The folks over at The Believer have awarded the fifth annual Believer Book Award to Percival Everett’s novel, I am Not Sydney Poitier. The book was picked from a short list of novels and story collections that the editors deemed “the strongest and most underappreciated of the year.” I’ve been thinking about the underappreciated thing. With so many books coming out, what does “underappreciated” even mean in the book world anymore? I sent this question in an email to Believer HQ and editor Heidi Julavits sent me this response:

Indeed, who in 2010 is not underappreciated? Even the appreciated are underappreciated. For example, the week after the Pulitzer Prize for fiction was announced, one of the two finalists was scarcely to be found in one of Manhattan’s most tasteful and typically on-the-ball indie bookstores (the clerk had never heard of it; she finally located their lone copy in an unfrequented and shadowy corner shelf).

Or take, as an example, Remainder, by Tom McCarthy, the winner of our 2007 award. That book was published by a big and powerful press (it was a Vintage Paperback original); it was even featured on the front cover of the New York Times Book Review.

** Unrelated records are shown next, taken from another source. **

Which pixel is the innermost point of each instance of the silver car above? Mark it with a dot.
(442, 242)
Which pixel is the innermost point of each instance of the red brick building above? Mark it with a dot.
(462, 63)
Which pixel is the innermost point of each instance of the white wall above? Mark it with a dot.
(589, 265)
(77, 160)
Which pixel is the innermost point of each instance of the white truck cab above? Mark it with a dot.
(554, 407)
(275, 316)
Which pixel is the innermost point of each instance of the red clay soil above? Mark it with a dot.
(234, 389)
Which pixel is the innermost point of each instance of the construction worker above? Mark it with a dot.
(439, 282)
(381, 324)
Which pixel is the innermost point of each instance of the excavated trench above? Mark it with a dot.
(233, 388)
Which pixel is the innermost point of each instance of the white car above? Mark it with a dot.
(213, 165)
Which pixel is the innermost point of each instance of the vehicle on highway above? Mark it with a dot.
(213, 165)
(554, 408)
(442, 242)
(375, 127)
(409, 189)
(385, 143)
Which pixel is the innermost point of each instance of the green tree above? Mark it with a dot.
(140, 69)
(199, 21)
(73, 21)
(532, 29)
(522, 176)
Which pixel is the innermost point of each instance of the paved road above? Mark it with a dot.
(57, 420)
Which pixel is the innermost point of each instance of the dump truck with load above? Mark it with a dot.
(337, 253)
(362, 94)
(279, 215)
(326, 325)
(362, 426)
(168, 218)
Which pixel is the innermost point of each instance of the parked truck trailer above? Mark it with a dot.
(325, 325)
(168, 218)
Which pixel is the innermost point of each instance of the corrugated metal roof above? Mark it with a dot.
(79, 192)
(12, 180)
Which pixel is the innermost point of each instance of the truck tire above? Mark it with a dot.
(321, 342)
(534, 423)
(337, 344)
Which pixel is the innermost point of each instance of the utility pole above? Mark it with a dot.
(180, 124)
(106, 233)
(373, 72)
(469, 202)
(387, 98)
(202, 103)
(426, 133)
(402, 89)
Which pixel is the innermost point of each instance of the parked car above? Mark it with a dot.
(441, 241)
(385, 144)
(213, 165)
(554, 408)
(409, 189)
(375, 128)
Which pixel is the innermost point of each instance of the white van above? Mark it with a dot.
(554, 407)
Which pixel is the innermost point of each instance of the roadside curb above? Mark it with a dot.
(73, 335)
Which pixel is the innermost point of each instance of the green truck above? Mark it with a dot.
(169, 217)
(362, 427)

But astonishingly, despite that level of so-called appreciation, very few people—and by “people” we mean people we know personally, people who read The Believer and other books that we ourselves read, people who would seem to be the perfect audience for a book like Remainder—many of these people had never read the book even heard of it.

So by underappreciated maybe we mean that we’ve found a book that a certain sort of person should be appreciating, and based on our anecdotal and highly unscientific surveys, this book is not being adequately appreciated by those people.